The Sopris phase (AD 1000-1250) is a Late Ceramic period hunter-gatherer culture of the Upper Purgatoire, also known as the Upper Purgatoire complex. It was first discovered in the southern Colorado, near the present town of Trinidad, Colorado. The Sopris phase appeared to be greatly influenced by Puebloan people, such as the Taos Pueblo and Pecos Pueblo, and through trade in the Upper Rio Grande area.

==Sopris sites==
Two Sopris Plains sites found at the Trinidad reservoir, Leone Bluff (site 5LA1211) and site ID 5LA1416, are located in Las Animas County, Colorado, near Segundo. The Trinidad sites were found in 1962 when Herbert Dick of the Trinidad State Junior College led an archaeological investigation of the Trinidad Reservoir. By 1980, more archaeological studies had been completed of a total of 300 sites. Site 5LA1416 contained evidence of occupation through all three Sopris phases. The architecture may have been influenced by the Plains villagers, Panhandle and Rio Grande cultures. The pottery, though, was decidedly like that of the Puebloans of the Rio Grande area.

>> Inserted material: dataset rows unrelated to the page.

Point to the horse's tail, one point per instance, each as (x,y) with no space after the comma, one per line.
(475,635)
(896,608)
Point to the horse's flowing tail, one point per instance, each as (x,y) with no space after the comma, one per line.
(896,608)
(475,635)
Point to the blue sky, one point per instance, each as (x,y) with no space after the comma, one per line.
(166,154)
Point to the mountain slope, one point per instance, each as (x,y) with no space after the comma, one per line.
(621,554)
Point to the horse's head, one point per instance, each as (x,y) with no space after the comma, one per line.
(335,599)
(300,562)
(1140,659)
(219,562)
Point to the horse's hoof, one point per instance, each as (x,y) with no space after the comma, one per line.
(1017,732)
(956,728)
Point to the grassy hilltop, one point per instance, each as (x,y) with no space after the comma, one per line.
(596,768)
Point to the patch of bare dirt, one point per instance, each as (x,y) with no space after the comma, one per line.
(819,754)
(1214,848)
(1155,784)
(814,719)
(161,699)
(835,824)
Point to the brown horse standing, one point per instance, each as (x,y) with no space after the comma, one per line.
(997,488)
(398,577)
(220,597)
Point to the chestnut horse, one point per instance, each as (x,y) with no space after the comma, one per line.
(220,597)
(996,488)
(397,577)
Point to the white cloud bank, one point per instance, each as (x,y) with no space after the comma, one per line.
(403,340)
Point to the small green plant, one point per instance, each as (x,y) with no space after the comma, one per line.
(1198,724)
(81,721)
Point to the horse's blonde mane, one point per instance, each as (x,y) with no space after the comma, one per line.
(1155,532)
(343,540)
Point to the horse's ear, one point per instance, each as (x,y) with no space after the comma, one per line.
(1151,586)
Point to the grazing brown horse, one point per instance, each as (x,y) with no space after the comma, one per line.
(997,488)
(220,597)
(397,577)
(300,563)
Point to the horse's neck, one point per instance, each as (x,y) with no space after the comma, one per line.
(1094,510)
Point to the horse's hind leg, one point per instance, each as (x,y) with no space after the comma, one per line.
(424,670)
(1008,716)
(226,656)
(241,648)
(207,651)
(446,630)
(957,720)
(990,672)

The Leone Bluff (site 5LA1211) and site ID 5LA1416 sites had evidence of four dwellings identified as Sopris phase occupations from about A.D. 1150 to 1300. The pottery remnants were used to identify the Sopris phase and three subsequent periods of inhabitation: post-Sopris phase (about A.D. 1300–1450), historic Spanish-American (about A.D. 1670–1890) and historic Apache (about A.D. 1750–1900). Skeletons were found of people of Apachean, or Athabaskan, heritage.

Trinchera Cave Archeological District is also a Sopris phase site.

==Phases==
The architecture, pottery and material goods varied greatly during the Sopris phases.

===Initial===
The initial Sopris phase occurred between 1000 and 1100 A.D. People dwelled in pit-houses, jacal structures and campsites. Pottery found at initial Sopris sites included Taos gray and distinctly different Sopris plain pottery. Corner-notched points are the most popular projectile points used. Basin metates were used during this time.

===Early===
The next period occurred between 1100-1150 A.D. Dwellings were made of adobe or a combination of adobe and jacal construction. Pottery found in early Sopris sites include: Taos gray, Sopris plain pottery, and the appearance of black on white, cordmarked, polished and incised pottery. Material goods included metates, turquoise, beads of stone and shell. Maize was farmed a little during this period.

===Late===
The last period occurred between 1150-1250 A.D. Houses were made of sandstone slab masonry, with rounded corners and posts for support.
There was a predominance of Taos black on white and Taos gray incised pottery during this time. Grooved mauls and slab metates appeared during this period.